Amazon CEO Prime-ing Up for Divorce

By Kanika Ferency posted 02-18-2019 08:34

  

Jeff Bezos, the founder and CEO of Amazon, recently announced that he and his wife of 25 years, MacKenzie Bezos, are splitting. Bezos is currently the world’s richest person, with an estimated net worth of $136.2 billion. The announcement has raised many questions, including the possible division of assets and stocks. It was recently reported that the couple had neither a prenuptial agreement nor a postnuptial agreement. If the parties do not have some sort of agreement, the division of assets will likely be determined by a private mediator or by the court.

The standards of property awards differ depending on the jurisdiction. The Bezoses will likely file for divorce in Washington, where they reside and where Amazon is headquartered. Washington follows a community property theory. In community property states, any and all marital assets and debts are divided equally. But Michigan is an equitable distribution jurisdiction. If the couple were to file for divorce in Michigan, all of their marital assets and debt, which do not include their separate property, would be divided equitably.

Because the Bezoses are also Amazon’s largest shareholders, with roughly 16 percent, the pending divorce has created a frenzy among the company’s investors. The possible impacts to Amazon cannot be determined until some major questions are answered.

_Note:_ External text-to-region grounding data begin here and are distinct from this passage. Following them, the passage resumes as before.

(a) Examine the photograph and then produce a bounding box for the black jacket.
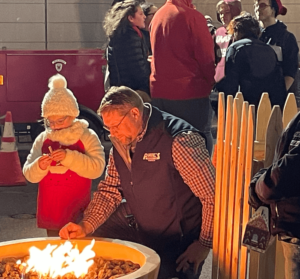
[260,20,299,79]
[249,112,300,239]
[216,37,287,109]
[107,25,151,94]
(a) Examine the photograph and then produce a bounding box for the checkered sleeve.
[83,148,122,232]
[172,131,215,248]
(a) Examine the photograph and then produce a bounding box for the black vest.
[113,107,203,250]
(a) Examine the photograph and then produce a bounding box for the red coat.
[150,0,215,100]
[37,139,91,230]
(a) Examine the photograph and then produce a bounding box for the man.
[249,112,300,279]
[149,0,215,155]
[216,13,286,109]
[254,0,299,91]
[60,86,215,279]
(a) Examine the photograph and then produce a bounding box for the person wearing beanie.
[23,74,106,237]
[255,0,299,91]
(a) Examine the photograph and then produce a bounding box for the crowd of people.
[22,0,300,278]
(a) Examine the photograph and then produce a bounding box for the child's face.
[46,115,75,130]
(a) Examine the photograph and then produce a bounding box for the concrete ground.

For example, will MacKenzie sell her division of shareholdings, or will she want a seat on the board? I spoke with Shalini Nangia, partner at Jaffe Raitt Heuer & Weiss and frequent ICLE contributor, about how she would advise MacKenzie on obtaining a good settlement. She responded:

Mackenzie will have to recognize that Jeff’s share of Amazon will be difficult to value. Publicly traded stocks are easy to value, but not necessarily other assets of a business. Also, we will have to analyze how the value of the marital share would be affected if Jeff’s control is diminished by the terms of a settlement. A forced sale of stock or transfer to her could affect the stability of the business. Use of a constructive trust could alleviate these issues if she believes that having Jeff at the helm of Amazon is necessary to have the business grow. If both parties believe that Amazon will be successful with or without Jeff, then perhaps they would split the shares and move on to other ventures.